Sunday, 5 September 2021

Suburban wild life

Son #1 and his family live in suburban New South Wales, Australia. Which is obviously a scary place, by the look of this recent visitor:

It's a diamond python. Not poisonous, kills its prey (small lizards, birds, possums) by constriction and suffocation. From the look of it, scared out of its wits by young Australian children. Males twice as large as the females (the snake not the children), so we'd need another for comparison to discern this one's sex. I probably shouldn't scare my grandkids by saying that they (the snakes) typically lay 25 eggs at a time and are "known to occupy the roof space of suburban homes", according to Mr Wiki. Thank goodness they (the grandkids) don't read this blog.

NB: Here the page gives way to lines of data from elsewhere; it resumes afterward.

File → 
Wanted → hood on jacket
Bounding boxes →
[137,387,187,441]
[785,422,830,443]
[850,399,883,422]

Australia is home to around 100 species of poisonous snake and large numbers of very scary spiders, although only two of the latter - redbacks and funnel webs -  are potentially lethal to humans. Antivenoms are apparently widely available in this calm and peaceful country.

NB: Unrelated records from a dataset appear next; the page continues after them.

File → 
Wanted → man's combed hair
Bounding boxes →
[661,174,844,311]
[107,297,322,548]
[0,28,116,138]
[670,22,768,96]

Just to prove this blog post hasn't been sponsored by Tourism Australia, I should mention the box jellyfish - danger rating 10/10 by australiangeographic.com.au - the honey bee (9/10), the bull shark and of course the infamous saltwater crocodile (only 8/10; they need to up their game). I encountered one of the latter in Alice Springs in 2007:

I was invited to feed Terry but decided to watch instead.

In contrast, in Cornwall we avoid the sea when the jellyfish and occasional (harmless, we are told) basking sharks are around, avoid bulls and rams in the mating season and generally curse the behaviour and noise of the seagulls. That's it. Thankfully.